MP David Maclean’s bill to exempt Parliament and MPs’ correspondence from the Freedom of Information Act presents a serious attack on the public’s right to know and the scrutiny of the democratic process say Article 19, English PEN and Index on Censorship.
Since the Freedom of Information Act was passed, the UK has at last begun to enjoy a more open democracy. The government’s current attempt to emasculate the Act, by putting a financial limit on requests, already constitutes a threat to a hard-won and essential democratic freedom.
The bill now seeks to put MPs beyond the reach of the Act, when surely they should be the most accountable individuals in the UK. In addition, it proposes that Parliament as a whole, the most important of all our public institutions, be exempted from the Act.
This would put the UK out of step even with the newest and most fragile European democracies, such as Bosnia and Serbia, who have recently legislated to open up their parliaments to public scrutiny.

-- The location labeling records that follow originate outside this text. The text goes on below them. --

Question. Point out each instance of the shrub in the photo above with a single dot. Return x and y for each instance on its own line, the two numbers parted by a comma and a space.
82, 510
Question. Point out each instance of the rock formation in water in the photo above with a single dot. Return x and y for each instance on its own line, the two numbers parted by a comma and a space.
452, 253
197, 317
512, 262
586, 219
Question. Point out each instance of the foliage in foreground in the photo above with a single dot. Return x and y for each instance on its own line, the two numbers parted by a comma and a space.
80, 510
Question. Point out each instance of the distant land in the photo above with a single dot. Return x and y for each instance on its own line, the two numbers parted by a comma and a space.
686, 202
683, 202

The claim that the main reason for the bill is to prevent MPs’ letters on behalf of constituents from being released to the press and public does not hold. In fact, it will make all correspondence between MPs and public authorities exempt. Yet, constituents’ personal details (if any were divulged in correspondence) are already protected under the Act. In this matter, then Mr Maclean’s bill appears to be totally redundant.
David Maclean’s bill to exempt MPs, Parliament and the House of Lords from inquiries made under the Freedom of Information Act had its second reading on Friday 19 January.

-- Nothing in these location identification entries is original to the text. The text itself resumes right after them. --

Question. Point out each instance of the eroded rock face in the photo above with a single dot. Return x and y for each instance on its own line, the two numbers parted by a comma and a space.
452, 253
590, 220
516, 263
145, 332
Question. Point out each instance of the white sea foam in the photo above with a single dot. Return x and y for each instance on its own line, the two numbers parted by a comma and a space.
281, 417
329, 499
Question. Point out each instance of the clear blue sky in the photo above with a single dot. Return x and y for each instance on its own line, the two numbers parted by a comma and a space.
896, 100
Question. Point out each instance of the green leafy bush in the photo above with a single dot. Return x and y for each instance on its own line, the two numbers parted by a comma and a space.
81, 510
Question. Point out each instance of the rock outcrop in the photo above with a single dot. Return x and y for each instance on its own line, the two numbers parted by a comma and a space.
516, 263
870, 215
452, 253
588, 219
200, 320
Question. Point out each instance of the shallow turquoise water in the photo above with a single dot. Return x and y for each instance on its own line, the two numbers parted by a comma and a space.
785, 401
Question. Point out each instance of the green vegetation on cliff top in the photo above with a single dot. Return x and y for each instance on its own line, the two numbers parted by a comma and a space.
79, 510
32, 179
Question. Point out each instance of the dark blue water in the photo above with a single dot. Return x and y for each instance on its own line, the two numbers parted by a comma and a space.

If the bill becomes law, a farcical scenario will ensue where all correspondence on a matter of public policy – say, the closure of a hospital – will be available under the Act – except for MPs’ correspondence. The most accountable public figures in the country will enjoy a protection denied to their constituents.
Is this what is intended? To give MPs the privilege of keeping their activities secret?
Article 19, English PEN and Index on Censorship have written directly to David Maclean to raise their objections to the bill.